Indonesiakitanews.com – Penajam. Sekretaris Komisi I DPRD Kabupaten Penajam Paser Utara (PPU), Hariyono, meminta pemerintah daerah lebih sigap dalam mengantisipasi potensi gagal panen akibat musim hujan. Ia menilai hingga saat ini belum ada langkah konkret dari organisasi perangkat daerah (OPD) terkait dalam menghadapi tantangan cuaca yang bertepatan dengan masa panen kedua pada Maret 2025.
“Kami belum melihat adanya langkah nyata dalam menghadapi kondisi ini. Pemerintah harus menjalin komunikasi yang baik dengan petani agar ada solusi yang jelas dalam mengantisipasi dampak cuaca ekstrem,” ujar Hariyono, Kamis 6 Maret lalu
Menurutnya, curah hujan tinggi kerap menjadi ancaman bagi ketahanan pangan, terutama pada periode panen. Oleh karena itu, ia menekankan pentingnya koordinasi antara pemerintah dan kelompok tani untuk mencari solusi guna melindungi hasil pertanian dari risiko gagal panen.
Selain itu, Hariyono juga menyoroti keterbatasan alat pertanian yang dialami petani.

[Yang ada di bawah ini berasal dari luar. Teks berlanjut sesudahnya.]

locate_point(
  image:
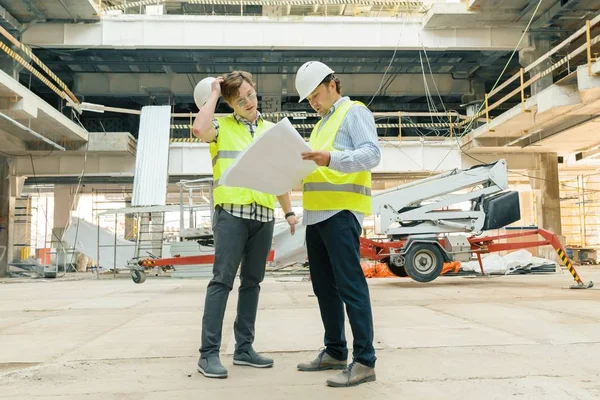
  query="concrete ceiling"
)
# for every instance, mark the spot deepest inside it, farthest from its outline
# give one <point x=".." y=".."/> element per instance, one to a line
<point x="30" y="11"/>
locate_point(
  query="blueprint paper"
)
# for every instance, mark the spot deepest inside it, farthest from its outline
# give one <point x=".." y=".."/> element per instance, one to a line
<point x="273" y="163"/>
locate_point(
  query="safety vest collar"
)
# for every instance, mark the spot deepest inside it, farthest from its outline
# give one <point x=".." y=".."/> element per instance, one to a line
<point x="332" y="187"/>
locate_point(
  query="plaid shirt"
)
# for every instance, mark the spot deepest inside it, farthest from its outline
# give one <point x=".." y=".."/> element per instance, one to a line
<point x="254" y="210"/>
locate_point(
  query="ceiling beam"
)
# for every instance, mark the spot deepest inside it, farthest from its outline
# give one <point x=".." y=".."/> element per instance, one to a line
<point x="8" y="21"/>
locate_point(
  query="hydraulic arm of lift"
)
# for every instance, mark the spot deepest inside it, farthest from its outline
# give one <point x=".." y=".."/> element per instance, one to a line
<point x="424" y="232"/>
<point x="420" y="207"/>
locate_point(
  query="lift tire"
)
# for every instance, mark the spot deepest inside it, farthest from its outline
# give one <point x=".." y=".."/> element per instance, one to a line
<point x="424" y="262"/>
<point x="396" y="270"/>
<point x="138" y="276"/>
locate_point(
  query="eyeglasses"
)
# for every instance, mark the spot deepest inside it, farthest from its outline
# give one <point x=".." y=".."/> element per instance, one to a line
<point x="243" y="102"/>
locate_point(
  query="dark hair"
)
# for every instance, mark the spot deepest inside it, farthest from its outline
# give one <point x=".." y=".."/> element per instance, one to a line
<point x="232" y="81"/>
<point x="331" y="77"/>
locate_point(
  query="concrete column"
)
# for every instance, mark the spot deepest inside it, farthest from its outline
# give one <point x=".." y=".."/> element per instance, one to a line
<point x="537" y="48"/>
<point x="130" y="227"/>
<point x="22" y="224"/>
<point x="546" y="186"/>
<point x="7" y="206"/>
<point x="63" y="200"/>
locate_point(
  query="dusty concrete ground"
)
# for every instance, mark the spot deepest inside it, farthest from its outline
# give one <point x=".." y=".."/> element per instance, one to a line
<point x="504" y="337"/>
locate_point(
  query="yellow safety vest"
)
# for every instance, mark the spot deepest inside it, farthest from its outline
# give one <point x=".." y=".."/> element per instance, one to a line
<point x="233" y="138"/>
<point x="326" y="189"/>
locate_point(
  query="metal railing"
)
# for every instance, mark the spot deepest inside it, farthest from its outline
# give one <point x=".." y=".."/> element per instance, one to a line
<point x="376" y="8"/>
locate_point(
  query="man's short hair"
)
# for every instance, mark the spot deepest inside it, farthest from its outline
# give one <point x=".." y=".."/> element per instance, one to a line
<point x="331" y="77"/>
<point x="232" y="81"/>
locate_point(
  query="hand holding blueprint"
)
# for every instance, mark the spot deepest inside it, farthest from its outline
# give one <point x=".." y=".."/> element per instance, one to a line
<point x="273" y="163"/>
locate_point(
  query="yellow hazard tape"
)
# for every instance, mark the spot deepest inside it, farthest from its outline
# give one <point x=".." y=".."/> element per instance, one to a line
<point x="185" y="140"/>
<point x="568" y="264"/>
<point x="408" y="4"/>
<point x="47" y="70"/>
<point x="34" y="71"/>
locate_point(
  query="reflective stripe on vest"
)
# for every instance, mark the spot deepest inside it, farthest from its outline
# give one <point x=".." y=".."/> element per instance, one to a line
<point x="232" y="140"/>
<point x="327" y="189"/>
<point x="225" y="154"/>
<point x="330" y="187"/>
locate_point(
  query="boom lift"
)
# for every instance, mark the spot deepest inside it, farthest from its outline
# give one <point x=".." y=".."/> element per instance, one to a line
<point x="423" y="232"/>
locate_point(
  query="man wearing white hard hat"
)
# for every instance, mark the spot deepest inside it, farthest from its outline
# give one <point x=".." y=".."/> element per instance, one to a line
<point x="336" y="197"/>
<point x="243" y="220"/>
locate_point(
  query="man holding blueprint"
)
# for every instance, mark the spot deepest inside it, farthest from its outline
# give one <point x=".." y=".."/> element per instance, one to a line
<point x="336" y="196"/>
<point x="243" y="220"/>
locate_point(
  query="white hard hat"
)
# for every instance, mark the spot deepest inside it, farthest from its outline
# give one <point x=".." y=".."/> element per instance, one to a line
<point x="202" y="91"/>
<point x="309" y="76"/>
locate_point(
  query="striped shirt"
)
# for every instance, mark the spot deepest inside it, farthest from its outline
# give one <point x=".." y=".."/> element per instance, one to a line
<point x="358" y="147"/>
<point x="254" y="210"/>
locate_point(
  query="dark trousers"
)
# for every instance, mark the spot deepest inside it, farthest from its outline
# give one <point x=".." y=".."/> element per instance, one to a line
<point x="237" y="241"/>
<point x="337" y="278"/>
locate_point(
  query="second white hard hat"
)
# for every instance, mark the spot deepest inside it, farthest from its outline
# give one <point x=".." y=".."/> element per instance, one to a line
<point x="309" y="76"/>
<point x="202" y="91"/>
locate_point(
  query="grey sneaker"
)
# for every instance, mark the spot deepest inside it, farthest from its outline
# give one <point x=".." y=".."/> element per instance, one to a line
<point x="211" y="367"/>
<point x="252" y="359"/>
<point x="323" y="362"/>
<point x="355" y="374"/>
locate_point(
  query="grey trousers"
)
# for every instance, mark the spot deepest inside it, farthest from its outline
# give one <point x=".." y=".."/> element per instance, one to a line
<point x="237" y="240"/>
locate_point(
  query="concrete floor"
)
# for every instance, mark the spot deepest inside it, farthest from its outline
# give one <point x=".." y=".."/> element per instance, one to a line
<point x="504" y="337"/>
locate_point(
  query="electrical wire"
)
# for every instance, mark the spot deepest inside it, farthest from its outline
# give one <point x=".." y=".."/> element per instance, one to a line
<point x="390" y="63"/>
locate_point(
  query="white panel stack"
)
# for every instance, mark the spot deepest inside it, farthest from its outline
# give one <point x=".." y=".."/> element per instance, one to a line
<point x="152" y="157"/>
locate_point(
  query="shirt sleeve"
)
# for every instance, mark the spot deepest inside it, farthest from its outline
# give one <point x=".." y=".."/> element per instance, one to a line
<point x="216" y="126"/>
<point x="366" y="155"/>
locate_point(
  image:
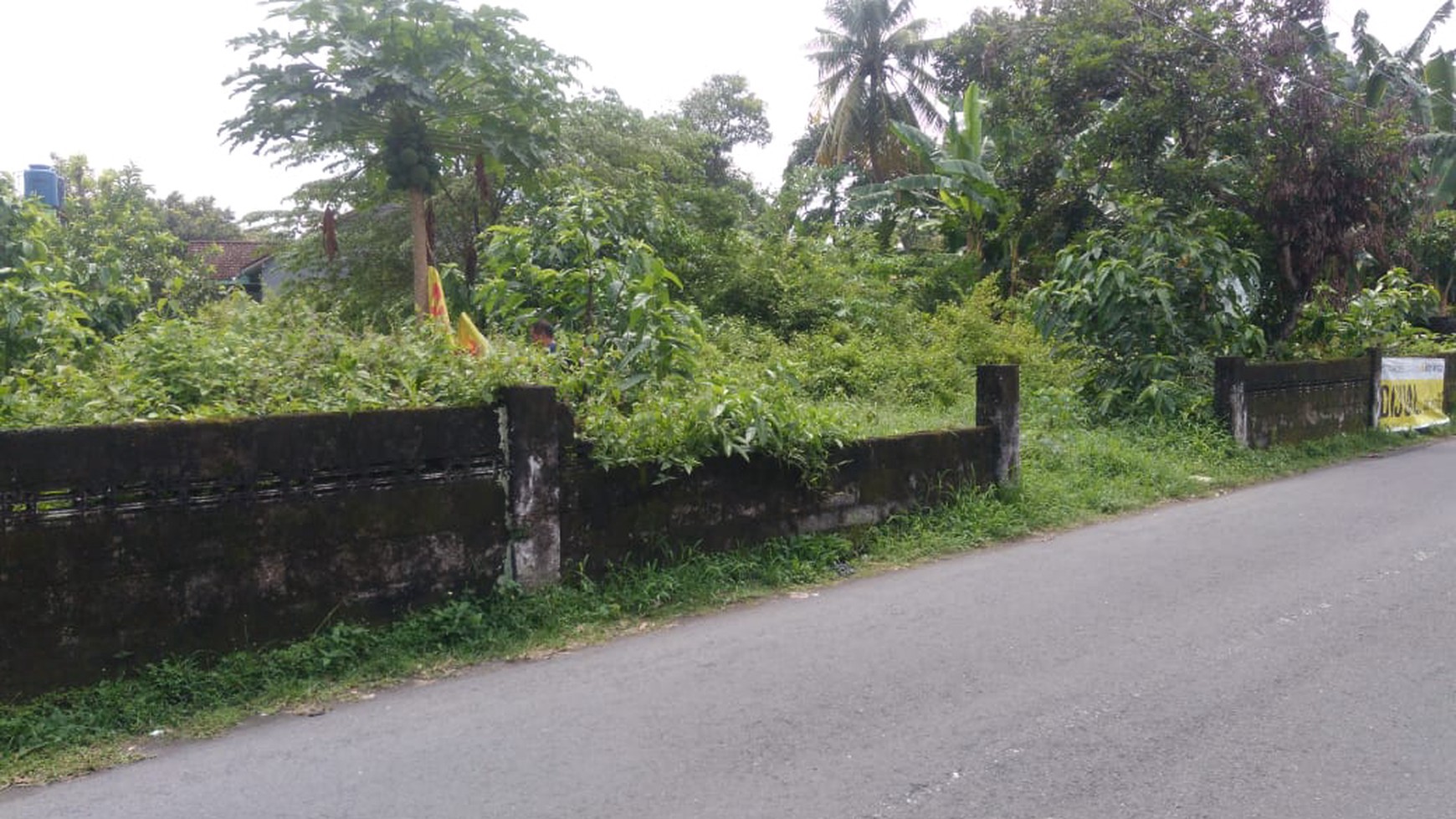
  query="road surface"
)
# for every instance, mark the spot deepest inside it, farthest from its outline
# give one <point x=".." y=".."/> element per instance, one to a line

Ia mencontohkan kondisi di Giripurwa, di mana para petani berharap adanya bantuan alat pertanian seperti hand tractor untuk meningkatkan produktivitas mereka.
“Kita butuh respons cepat dari pemerintah, baik dalam penyediaan alat pertanian maupun strategi menghadapi cuaca ekstrem. Evaluasi berkala terhadap kondisi pertanian juga harus dilakukan agar tantangan di lapangan bisa diatasi dengan baik,” tegasnya.
Lebih lanjut, ia menekankan bahwa kolaborasi antara pemerintah, legislatif, dan petani harus diperkuat agar program swasembada pangan nasional dapat berjalan optimal. Dukungan pemerintah dalam penyediaan pupuk, alat pertanian, hingga perlindungan hasil panen dari dampak cuaca ekstrem sangat dibutuhkan.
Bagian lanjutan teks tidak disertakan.